The Alliance has little new to offer in terms of new policies to address this absence of progress. The so-called ‘main recommendations’ mostly recycle existing plans and initiatives.

In relation to university admissions there is only:

‘We will work with UCAS to support universities in improving their use of contextualised data. The Alliance supports the efforts made by universities to use such data and would welcome a renewed effort to see where improvements in use can be made.’

The ‘recommendations for practice’ are equally uninspiring. In relation to goal 5:

  • Schools should extend their professional development activities, possibly with the support of third sector organisations.
  • Third-sector organisations providing enrichment opportunities should expand and target schools serving low income communities.
  • Universities should ‘continue to broaden their more successful outreach programmes, including summer schools, campus visits and mentoring. Universities should consider how to target this work based on need, taking account of regional factors and the characteristics of potential students.’
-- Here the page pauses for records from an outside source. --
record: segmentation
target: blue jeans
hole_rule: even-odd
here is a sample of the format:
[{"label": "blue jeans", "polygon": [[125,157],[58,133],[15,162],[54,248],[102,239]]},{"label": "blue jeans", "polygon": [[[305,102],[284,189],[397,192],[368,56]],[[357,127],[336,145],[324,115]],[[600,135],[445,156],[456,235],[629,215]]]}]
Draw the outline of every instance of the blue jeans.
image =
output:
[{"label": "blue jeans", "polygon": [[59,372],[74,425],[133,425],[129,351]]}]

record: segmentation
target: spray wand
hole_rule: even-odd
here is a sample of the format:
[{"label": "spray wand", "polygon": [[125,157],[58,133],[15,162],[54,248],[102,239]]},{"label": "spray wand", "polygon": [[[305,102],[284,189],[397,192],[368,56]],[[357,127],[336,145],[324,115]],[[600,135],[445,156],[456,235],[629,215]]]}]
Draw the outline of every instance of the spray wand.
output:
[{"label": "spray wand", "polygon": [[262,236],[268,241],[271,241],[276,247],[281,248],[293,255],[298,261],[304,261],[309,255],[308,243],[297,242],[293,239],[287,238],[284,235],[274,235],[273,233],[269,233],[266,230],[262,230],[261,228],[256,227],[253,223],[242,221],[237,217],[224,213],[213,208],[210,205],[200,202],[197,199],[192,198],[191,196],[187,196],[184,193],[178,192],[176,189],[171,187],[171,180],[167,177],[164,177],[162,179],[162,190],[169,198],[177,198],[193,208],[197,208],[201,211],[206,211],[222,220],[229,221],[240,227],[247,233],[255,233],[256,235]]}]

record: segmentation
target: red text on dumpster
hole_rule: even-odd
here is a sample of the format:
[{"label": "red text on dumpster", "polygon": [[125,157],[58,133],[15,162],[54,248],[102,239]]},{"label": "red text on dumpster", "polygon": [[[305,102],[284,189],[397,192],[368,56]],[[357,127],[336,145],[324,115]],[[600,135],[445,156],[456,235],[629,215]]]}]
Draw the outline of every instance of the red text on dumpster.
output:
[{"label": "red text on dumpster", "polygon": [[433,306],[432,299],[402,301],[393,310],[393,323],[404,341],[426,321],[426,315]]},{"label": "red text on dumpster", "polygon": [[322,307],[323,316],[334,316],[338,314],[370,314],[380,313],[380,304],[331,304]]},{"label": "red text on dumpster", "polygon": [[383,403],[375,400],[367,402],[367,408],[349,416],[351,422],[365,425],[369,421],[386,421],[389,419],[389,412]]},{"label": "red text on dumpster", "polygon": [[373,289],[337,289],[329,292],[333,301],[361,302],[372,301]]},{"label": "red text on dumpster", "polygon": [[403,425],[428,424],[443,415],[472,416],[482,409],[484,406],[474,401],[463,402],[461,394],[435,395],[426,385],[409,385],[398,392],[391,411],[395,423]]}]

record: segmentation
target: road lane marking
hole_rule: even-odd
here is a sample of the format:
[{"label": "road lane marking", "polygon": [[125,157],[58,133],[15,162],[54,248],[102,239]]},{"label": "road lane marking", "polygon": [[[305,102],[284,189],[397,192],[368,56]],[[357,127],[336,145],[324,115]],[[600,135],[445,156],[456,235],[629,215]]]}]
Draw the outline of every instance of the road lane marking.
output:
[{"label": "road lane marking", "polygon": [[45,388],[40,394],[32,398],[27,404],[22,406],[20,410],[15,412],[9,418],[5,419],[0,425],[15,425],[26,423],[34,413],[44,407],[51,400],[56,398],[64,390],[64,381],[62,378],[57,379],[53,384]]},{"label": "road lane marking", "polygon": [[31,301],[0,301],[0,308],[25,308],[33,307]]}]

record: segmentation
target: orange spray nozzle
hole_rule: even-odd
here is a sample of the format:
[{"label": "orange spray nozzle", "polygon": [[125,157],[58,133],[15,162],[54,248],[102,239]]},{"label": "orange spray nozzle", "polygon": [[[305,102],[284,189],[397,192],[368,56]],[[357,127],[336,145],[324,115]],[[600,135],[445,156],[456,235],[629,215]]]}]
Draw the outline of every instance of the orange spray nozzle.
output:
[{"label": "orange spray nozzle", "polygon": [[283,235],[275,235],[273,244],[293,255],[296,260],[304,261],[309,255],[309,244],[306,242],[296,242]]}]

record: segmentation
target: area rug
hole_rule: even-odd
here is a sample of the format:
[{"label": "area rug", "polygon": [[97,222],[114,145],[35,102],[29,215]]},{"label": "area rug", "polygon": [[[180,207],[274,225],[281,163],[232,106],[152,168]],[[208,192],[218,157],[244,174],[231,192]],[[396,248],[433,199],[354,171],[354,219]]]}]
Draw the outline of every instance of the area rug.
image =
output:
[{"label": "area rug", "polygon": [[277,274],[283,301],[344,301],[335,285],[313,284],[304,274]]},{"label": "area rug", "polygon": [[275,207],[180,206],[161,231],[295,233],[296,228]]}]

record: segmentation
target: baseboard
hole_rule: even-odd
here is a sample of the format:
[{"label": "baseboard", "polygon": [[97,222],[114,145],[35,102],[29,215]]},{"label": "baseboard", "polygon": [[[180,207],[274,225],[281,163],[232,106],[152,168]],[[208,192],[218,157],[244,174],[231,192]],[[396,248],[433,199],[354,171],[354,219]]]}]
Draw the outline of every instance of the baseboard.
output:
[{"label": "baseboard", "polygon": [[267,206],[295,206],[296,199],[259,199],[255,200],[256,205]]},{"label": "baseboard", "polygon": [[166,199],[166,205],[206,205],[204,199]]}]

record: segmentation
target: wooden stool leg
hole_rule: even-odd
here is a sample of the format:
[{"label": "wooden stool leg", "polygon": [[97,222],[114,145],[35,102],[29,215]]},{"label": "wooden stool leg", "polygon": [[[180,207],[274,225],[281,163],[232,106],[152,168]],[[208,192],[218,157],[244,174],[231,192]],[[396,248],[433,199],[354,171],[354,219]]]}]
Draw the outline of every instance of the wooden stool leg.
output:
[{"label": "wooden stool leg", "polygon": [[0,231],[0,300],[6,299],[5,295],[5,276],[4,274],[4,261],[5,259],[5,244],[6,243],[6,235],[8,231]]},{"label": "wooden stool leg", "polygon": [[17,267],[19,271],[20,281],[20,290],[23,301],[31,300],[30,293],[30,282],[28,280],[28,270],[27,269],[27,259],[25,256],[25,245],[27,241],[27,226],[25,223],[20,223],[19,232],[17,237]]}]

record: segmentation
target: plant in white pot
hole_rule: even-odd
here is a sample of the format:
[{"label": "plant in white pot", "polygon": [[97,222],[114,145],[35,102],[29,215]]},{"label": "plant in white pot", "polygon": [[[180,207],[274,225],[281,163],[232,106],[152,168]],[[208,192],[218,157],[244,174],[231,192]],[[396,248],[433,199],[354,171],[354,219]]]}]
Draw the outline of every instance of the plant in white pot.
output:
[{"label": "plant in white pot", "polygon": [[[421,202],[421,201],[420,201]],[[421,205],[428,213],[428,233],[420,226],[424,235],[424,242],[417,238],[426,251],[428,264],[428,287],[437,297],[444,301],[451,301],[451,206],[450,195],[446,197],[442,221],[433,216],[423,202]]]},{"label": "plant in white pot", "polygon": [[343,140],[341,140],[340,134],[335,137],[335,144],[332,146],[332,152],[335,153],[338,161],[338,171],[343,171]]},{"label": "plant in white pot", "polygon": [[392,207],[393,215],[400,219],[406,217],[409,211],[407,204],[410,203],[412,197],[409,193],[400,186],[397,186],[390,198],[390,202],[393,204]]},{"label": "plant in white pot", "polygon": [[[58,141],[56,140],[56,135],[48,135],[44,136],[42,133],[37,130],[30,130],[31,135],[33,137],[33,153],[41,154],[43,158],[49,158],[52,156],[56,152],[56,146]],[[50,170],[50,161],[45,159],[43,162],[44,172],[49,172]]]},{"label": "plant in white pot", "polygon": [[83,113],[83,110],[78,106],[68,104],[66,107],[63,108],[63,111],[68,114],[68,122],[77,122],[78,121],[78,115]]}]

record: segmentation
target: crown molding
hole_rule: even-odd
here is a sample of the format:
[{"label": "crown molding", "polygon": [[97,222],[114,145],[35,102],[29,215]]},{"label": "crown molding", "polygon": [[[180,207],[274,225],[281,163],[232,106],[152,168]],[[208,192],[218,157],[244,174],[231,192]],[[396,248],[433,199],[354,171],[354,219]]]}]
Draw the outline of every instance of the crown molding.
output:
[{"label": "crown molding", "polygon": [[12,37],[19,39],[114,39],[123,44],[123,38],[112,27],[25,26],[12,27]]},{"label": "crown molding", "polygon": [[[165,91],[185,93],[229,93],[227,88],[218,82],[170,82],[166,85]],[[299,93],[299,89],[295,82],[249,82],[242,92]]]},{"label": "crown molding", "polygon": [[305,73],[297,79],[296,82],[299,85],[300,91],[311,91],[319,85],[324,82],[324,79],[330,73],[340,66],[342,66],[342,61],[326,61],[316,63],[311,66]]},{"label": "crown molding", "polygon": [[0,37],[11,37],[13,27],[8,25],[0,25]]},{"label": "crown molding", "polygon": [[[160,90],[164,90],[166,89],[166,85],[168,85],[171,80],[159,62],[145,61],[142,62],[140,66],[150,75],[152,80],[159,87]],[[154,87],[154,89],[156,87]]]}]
The report card’s conclusion adds an afterthought about improving the evaluation of outreach to increase efficiency.

This is adding zero value to what is already in hand. There is no reference at all to the proposals in the HE green paper and no remotely innovative ideas for strengthening existing provision. There is no explicit link between given policy interventions and the targets within goal 5.

Frankly this is a very poor return for a full year’s work. If I were sponsoring the Alliance I would be asking some very serious questions indeed about strategy, about longer term direction and intended impact.

There is no evidence that the Alliance is anything other than a talking shop. The single positive performance measure is the recruitment of new members signed up to help achieve the impact goals. But what exactly does their commitment mean in practice?

Very little indeed

And, as the number of members increases, it will become progressively harder to reach consensus on anything but the most anodyne proposals. There is no prospect of developing a meaningful programme to achieve these ambitious targets.

Last year’s idea of reducing pupil premium for disadvantaged high attainers was foolhardy – a spectacular own goal – but at least it had substance. This year’s report card is a damp squib.